I spent two weeks diving with one of these two esteemed crusty gentlemen and
I assure you that prior to taking their photo he regularly moved subjects without a second thought .
There were also others on that trip that observed the subject relocation project.
I'll definitely back that up. They are photographing for books so being "correct" is the least of their priorities. They don't claim it's natural, they just want ID or show photos. Now would their book win an award if one of the photographs was deemed unnaturally manipulated?
I've observed that boxer crabs stay under cover in the day and move about at night but still seeking cover. You don't see them running out in the open for obvious reasons. Also anyone who's been diving in Indonesia would know that dive guides will move things for photogs. It's their livelihood. It is what those mental rods are for, not to fend off attacking mantis shrimps. EG tapping on holes to bring mimics or wunderpus up and dig them out or sticking their hands and prods through muricella to find pygmy seahorses are what they have been encouraged to do for many years.

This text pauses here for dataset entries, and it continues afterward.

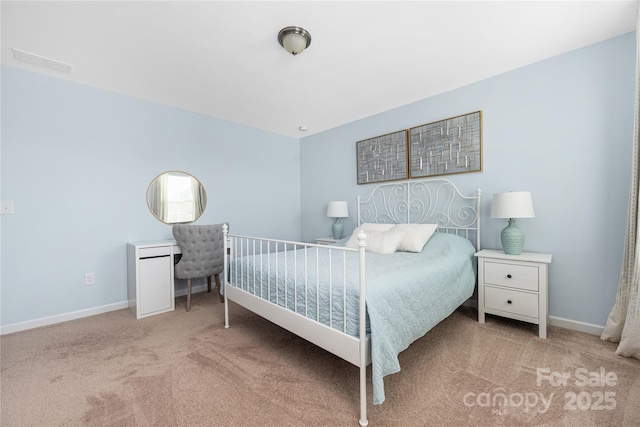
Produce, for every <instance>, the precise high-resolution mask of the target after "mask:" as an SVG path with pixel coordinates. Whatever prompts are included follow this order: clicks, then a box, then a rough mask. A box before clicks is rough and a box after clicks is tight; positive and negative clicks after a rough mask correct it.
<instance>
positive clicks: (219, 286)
mask: <svg viewBox="0 0 640 427" xmlns="http://www.w3.org/2000/svg"><path fill="white" fill-rule="evenodd" d="M216 288H217V289H218V295H220V302H224V295H222V285H221V284H220V275H219V274H216Z"/></svg>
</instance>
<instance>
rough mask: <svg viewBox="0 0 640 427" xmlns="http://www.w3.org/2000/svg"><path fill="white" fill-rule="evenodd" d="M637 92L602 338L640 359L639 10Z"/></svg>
mask: <svg viewBox="0 0 640 427" xmlns="http://www.w3.org/2000/svg"><path fill="white" fill-rule="evenodd" d="M636 13H638V14H639V16H638V17H636V92H635V110H634V125H633V157H632V166H631V189H630V191H629V211H628V213H627V237H626V240H625V245H624V258H623V260H622V271H621V273H620V283H619V284H618V295H617V297H616V303H615V305H614V306H613V309H612V310H611V313H610V314H609V317H608V318H607V323H606V324H605V327H604V331H603V332H602V335H601V336H600V338H602V339H603V340H608V341H613V342H619V343H620V344H619V345H618V349H617V350H616V354H618V355H621V356H633V357H637V358H638V359H640V242H638V235H640V233H639V232H640V230H638V226H640V221H639V218H638V208H639V206H638V203H639V202H640V194H639V193H638V191H639V190H640V172H639V171H638V161H639V160H640V159H638V155H639V147H638V145H639V142H638V127H639V126H640V117H639V115H640V105H639V104H640V99H639V98H640V69H639V67H640V36H639V33H640V31H639V30H640V8H639V9H638V10H637V11H636Z"/></svg>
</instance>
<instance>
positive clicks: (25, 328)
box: [0, 283, 604, 336]
mask: <svg viewBox="0 0 640 427" xmlns="http://www.w3.org/2000/svg"><path fill="white" fill-rule="evenodd" d="M206 291H207V284H206V283H205V284H202V285H197V286H194V287H193V288H191V292H192V293H194V294H195V293H198V292H206ZM212 292H213V290H212ZM185 295H187V290H186V289H180V290H179V291H176V293H175V296H176V297H181V296H185ZM462 305H464V306H468V307H477V306H478V302H477V301H476V300H473V299H469V300H467V301H465V302H464V303H463V304H462ZM128 307H129V303H128V302H127V301H122V302H117V303H114V304H107V305H103V306H100V307H94V308H88V309H85V310H78V311H72V312H70V313H63V314H57V315H55V316H49V317H42V318H40V319H35V320H28V321H26V322H20V323H13V324H11V325H6V326H2V327H0V335H7V334H12V333H14V332H20V331H26V330H28V329H33V328H39V327H41V326H48V325H54V324H56V323H62V322H68V321H69V320H75V319H80V318H83V317H89V316H95V315H96V314H102V313H107V312H109V311H115V310H122V309H124V308H128ZM549 324H550V325H551V326H557V327H560V328H565V329H570V330H572V331H578V332H585V333H587V334H592V335H598V336H600V335H601V334H602V331H603V330H604V326H598V325H593V324H591V323H585V322H579V321H577V320H570V319H563V318H562V317H556V316H549Z"/></svg>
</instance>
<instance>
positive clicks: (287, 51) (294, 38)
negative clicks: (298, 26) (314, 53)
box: [278, 27, 311, 56]
mask: <svg viewBox="0 0 640 427" xmlns="http://www.w3.org/2000/svg"><path fill="white" fill-rule="evenodd" d="M278 43H280V46H282V47H284V48H285V50H286V51H287V52H289V53H290V54H292V55H294V56H295V55H297V54H299V53H302V51H303V50H305V49H306V48H308V47H309V45H310V44H311V34H309V32H308V31H307V30H305V29H304V28H300V27H285V28H283V29H282V30H280V32H279V33H278Z"/></svg>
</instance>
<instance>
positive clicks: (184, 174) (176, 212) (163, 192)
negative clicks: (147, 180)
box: [147, 170, 207, 224]
mask: <svg viewBox="0 0 640 427" xmlns="http://www.w3.org/2000/svg"><path fill="white" fill-rule="evenodd" d="M147 206H148V207H149V210H150V211H151V213H152V214H153V216H155V217H156V218H157V219H158V220H160V221H162V222H164V223H165V224H185V223H190V222H194V221H196V220H197V219H198V218H200V216H201V215H202V213H203V212H204V210H205V208H206V207H207V192H206V191H205V189H204V186H203V185H202V183H201V182H200V181H199V180H198V179H197V178H196V177H194V176H193V175H191V174H188V173H186V172H182V171H176V170H173V171H167V172H163V173H161V174H160V175H158V176H156V177H155V178H154V179H153V181H151V183H150V184H149V187H148V188H147Z"/></svg>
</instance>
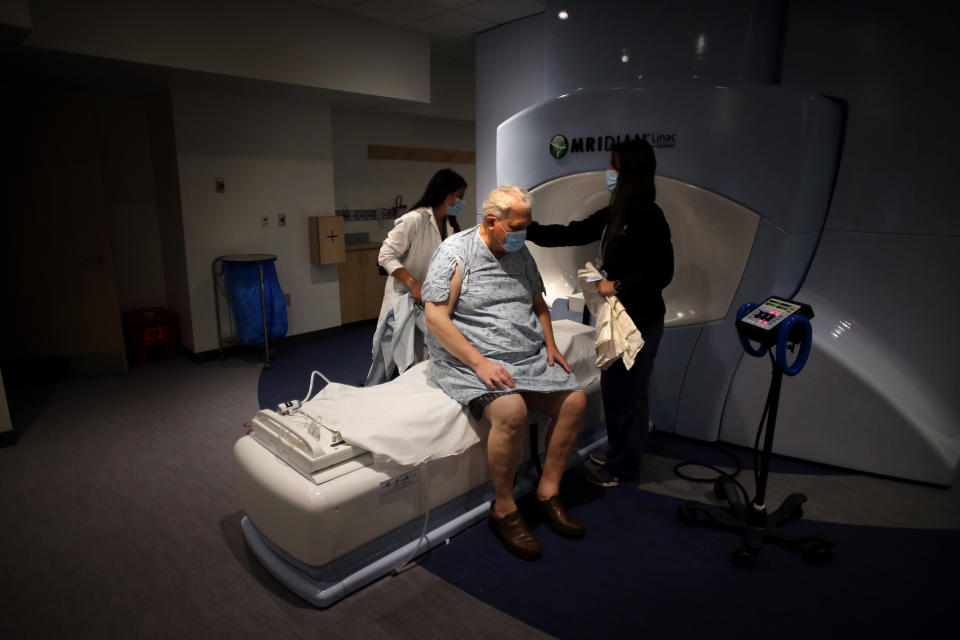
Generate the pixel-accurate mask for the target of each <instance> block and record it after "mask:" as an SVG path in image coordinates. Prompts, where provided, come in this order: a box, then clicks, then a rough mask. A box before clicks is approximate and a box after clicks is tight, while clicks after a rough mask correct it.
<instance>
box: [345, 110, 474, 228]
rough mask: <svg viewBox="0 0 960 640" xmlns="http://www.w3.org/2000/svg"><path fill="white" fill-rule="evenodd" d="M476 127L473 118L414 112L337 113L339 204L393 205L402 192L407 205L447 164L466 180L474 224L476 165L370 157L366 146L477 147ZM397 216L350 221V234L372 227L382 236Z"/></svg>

I remember at BTS a few years back, there was this presentation by a photographer who was talking about how he manipulated a frogfish to get the shot he wanted. And they had the rules of non-manipulation in the show!
Despite the hypocrisy, I like the fact the BTS managed to act on discovery of an infringement of a rule. It builds credibility for the contest and a stern warning to those who try. Doesn't mean they'll catch everyone or that people will stop trying, but it sets a nice precedent.
Joe,that's not exposing your behind, that's just called stirring!